SUPPLEMENTAL COMMON DEFINITIONS
Unless the context shall otherwise require, the following terms shall have the following respective meanings for all purposes, and the following definitions are equally applicable to both the singular and the plural forms and the feminine, masculine and neuter forms of the terms defined.
Business Combination shall mean the acquisition by the Company, whether by merger, capital stock exchange, asset acquisition or other similar type of combination, of one or more operating businesses in the healthcare-related sector, having, collectively, a fair market value (as calculated in accordance with the Companys Amended and Restated Certificate of Incorporation) of at least 80% of the Companys net assets at the time of such merger, capital stock exchange, asset acquisition or other similar type of combination.
Business Combination Date shall mean the date upon which a Business Combination is consummated.
Effective Date shall mean the date upon which the Registration Statement is declared effective under the Securities Act of 1933, as amended, by the SEC.
IPO Shares shall mean all shares of Common Stock issued by the Company in its IPO, regardless of whether such shares were issued to an Insider or otherwise.
Prospectus shall mean the final prospectus filed pursuant to Rule 424(b) under the Securities Act of 1933, as amended, and included in the Registration Statement.
Registration Statement shall mean the registration statement filed by the Company on Form S-1 (No. 333-129035) with the SEC on October 14, 2005, and any amendment or supplement thereto, in connection with the Companys IPO.
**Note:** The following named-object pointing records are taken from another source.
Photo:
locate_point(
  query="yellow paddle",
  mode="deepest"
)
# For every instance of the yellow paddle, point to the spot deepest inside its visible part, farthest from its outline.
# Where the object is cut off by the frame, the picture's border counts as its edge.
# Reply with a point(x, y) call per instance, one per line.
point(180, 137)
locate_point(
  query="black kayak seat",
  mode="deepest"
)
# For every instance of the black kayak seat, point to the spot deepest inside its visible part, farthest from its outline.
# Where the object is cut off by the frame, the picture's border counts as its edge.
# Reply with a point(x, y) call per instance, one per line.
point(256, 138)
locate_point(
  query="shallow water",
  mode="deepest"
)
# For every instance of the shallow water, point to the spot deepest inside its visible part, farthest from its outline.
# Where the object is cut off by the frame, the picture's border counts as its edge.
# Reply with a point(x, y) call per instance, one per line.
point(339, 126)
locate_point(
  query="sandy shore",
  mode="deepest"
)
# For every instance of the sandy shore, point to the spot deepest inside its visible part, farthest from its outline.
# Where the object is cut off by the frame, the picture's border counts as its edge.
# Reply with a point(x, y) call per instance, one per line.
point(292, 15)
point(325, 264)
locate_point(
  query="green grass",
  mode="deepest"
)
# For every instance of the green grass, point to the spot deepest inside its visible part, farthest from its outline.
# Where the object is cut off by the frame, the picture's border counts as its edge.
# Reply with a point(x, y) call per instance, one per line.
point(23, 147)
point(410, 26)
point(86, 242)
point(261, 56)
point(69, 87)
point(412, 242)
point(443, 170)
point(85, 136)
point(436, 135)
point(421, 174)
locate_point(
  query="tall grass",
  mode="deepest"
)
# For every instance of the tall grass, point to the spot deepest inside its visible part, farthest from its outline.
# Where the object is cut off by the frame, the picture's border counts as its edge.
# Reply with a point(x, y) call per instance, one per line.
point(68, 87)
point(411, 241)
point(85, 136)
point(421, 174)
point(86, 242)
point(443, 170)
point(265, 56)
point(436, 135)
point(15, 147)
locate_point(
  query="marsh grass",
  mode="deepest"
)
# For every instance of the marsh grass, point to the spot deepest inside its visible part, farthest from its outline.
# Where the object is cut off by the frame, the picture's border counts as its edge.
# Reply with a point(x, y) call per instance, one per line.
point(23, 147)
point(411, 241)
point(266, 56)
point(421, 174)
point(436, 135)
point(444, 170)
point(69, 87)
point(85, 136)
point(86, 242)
SEC shall mean the United States Securities and Exchange Commission.
Termination Date shall mean the date that is sixty (60) calendar days immediately following the Transaction Failure Date (inclusive thereof).
Transaction Failure shall mean the earlier of (i) the failure to enter into a definitive agreement with respect to a Business Combination on any day during the eighteen-month period immediately following the Effective Date, and (ii) the failure to consummate a Business Combination on any day during the twenty four-month period immediately following the Effective Date.
Transaction Failure Date shall mean the date upon which a Transaction Failure occurs, as conclusively established by a majority of the Independent Directors of the Company immediately following a Transaction Failure.